The Disability Pride flag
Thankfully, Disability Pride Month serves to raise awareness about and celebrate the diversity and uniqueness of the disability community, while also commemorating the passing of the Americans with Disabilities Act (ADA) in July 1990. This landmark legislation prohibits discrimination against people with disabilities.
Disability Pride, much like LGBTQIA+ Pride, is all about celebrating our uniqueness and fostering a more inclusive, welcoming society. Regrettably, people with disabilities have historically been pushed out of public spaces.

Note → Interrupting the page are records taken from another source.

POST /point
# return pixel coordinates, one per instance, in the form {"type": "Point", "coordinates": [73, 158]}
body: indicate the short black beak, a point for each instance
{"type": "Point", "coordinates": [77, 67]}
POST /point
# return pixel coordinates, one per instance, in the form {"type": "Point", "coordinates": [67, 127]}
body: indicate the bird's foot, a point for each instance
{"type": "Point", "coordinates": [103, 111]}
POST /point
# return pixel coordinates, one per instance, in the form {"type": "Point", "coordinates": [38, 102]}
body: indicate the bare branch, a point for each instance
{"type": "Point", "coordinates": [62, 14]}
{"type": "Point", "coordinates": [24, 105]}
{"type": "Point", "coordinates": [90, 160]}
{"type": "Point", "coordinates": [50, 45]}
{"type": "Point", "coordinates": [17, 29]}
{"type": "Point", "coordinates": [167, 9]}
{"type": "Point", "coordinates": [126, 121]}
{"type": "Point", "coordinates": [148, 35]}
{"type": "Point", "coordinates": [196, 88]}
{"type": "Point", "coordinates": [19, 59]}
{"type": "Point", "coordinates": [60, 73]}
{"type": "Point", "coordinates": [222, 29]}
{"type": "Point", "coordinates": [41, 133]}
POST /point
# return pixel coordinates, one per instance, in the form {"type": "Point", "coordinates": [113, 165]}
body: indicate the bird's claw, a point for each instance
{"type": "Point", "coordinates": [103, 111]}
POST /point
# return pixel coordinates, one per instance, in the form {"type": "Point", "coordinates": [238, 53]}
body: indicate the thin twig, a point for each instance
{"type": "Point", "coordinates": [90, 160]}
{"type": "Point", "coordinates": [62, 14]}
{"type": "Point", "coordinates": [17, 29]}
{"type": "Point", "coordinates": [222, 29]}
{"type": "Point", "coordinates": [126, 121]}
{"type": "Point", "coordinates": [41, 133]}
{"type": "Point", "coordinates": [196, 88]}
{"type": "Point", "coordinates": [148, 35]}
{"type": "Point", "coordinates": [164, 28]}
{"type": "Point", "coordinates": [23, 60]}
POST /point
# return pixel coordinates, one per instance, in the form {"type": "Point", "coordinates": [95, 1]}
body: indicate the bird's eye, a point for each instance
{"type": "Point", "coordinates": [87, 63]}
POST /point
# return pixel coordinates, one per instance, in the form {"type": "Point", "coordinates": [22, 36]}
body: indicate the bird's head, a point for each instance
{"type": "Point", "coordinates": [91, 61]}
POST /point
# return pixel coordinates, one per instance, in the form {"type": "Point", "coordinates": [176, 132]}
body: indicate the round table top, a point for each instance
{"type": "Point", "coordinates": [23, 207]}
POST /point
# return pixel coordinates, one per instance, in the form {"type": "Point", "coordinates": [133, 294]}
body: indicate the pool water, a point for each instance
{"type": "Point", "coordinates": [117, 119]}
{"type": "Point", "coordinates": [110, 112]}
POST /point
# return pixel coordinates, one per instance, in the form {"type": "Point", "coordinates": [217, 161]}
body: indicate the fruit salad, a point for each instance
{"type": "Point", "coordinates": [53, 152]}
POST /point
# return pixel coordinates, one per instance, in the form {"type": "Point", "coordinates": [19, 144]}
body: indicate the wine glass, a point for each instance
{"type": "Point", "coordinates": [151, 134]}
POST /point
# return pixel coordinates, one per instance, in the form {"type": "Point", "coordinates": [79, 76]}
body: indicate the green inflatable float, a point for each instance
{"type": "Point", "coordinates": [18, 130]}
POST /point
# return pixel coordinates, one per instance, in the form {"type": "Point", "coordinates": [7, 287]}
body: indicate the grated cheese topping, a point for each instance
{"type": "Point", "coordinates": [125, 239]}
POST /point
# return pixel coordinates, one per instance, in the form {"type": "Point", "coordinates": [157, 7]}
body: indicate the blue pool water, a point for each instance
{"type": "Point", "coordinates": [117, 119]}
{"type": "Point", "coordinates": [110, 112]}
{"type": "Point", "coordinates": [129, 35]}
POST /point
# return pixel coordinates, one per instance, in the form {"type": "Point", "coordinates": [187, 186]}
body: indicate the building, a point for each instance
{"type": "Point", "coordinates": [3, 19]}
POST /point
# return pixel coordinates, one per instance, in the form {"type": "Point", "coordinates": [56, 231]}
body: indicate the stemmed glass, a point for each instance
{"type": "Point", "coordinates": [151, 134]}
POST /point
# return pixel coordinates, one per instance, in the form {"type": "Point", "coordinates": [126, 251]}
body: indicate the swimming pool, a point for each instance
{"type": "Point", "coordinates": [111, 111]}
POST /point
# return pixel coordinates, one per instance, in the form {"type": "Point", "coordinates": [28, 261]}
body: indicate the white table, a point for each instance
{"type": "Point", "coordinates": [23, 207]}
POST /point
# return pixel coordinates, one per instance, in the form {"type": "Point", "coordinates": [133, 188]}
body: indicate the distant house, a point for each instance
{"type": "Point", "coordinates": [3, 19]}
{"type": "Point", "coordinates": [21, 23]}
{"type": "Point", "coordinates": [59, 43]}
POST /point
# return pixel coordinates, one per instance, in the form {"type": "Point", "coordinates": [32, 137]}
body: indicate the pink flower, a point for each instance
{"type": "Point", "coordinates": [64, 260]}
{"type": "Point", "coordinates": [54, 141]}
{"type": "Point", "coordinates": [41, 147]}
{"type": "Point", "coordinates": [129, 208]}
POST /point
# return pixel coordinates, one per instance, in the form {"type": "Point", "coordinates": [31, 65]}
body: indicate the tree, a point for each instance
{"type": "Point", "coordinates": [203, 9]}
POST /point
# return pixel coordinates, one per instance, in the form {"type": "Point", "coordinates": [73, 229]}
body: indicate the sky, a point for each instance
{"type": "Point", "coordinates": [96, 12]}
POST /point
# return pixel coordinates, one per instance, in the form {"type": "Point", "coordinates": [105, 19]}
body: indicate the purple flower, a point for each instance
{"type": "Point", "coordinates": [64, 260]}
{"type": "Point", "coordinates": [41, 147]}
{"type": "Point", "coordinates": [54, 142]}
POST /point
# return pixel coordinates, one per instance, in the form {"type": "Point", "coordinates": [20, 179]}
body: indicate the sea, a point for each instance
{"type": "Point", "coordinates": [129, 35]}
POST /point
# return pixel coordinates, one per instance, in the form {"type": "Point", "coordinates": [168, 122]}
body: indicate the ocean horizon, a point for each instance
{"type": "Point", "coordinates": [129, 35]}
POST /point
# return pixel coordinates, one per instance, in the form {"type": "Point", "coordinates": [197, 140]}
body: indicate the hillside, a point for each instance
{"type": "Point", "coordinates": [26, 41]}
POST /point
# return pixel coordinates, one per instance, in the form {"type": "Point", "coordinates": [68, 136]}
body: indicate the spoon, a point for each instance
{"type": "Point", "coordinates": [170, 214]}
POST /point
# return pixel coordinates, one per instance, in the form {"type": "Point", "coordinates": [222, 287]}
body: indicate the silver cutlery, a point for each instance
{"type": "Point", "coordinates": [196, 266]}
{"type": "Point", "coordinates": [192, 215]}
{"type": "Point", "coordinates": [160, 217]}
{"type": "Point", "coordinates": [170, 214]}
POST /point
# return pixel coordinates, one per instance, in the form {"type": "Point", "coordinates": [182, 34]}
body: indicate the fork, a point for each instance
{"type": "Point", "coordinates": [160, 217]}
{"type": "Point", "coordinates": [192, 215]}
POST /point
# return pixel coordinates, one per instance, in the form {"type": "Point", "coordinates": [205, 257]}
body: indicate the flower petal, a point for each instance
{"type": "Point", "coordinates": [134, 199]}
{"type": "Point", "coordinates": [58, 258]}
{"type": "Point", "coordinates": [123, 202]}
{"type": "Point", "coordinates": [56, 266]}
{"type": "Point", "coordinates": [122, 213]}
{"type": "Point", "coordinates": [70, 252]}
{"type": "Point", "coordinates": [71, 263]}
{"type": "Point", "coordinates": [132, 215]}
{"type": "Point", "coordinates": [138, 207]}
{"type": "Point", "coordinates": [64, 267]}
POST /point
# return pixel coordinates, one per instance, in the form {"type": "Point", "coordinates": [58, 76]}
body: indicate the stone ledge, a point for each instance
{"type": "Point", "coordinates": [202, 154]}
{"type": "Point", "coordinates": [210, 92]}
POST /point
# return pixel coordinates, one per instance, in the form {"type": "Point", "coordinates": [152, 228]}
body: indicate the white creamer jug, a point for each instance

And disabilities – visible or not – often have been associated with stigma, barriers and misinformation.
Through informational articles like this one, we are working to educate and raise awareness about important social issues and topics. As you know, education builds awareness and, therefore, opens others up to the important elements of understanding and inclusiveness.
I am thankful to have a forum that enables me to honor the diversity and uniqueness of people with disabilities and chronic illnesses. Together, we can listen to and amplify their voices and challenge the stigma associated with disabilities.
Consider the symbolic Disability Pride flag that was created by Ann Magill. The six colors symbolize important aspects of being a person with a disability. The black field represents the people with a disability who have lost their lives due not only to their illness, but also negligence, suicide and eugenics.
The colors represent different aspects of disability: Blue is for mental illness; yellow represents cognitive and intellectual disabilities; white signifies invisible and undiagnosed disabilities; red denotes physical disabilities; and green acknowledges sensory perception disabilities.
Let Disability Pride Month be an opportunity for us to lift up our friends, co-workers, family members, acquaintances and others who have a disability, celebrating their important contributions to society and acknowledging their strength.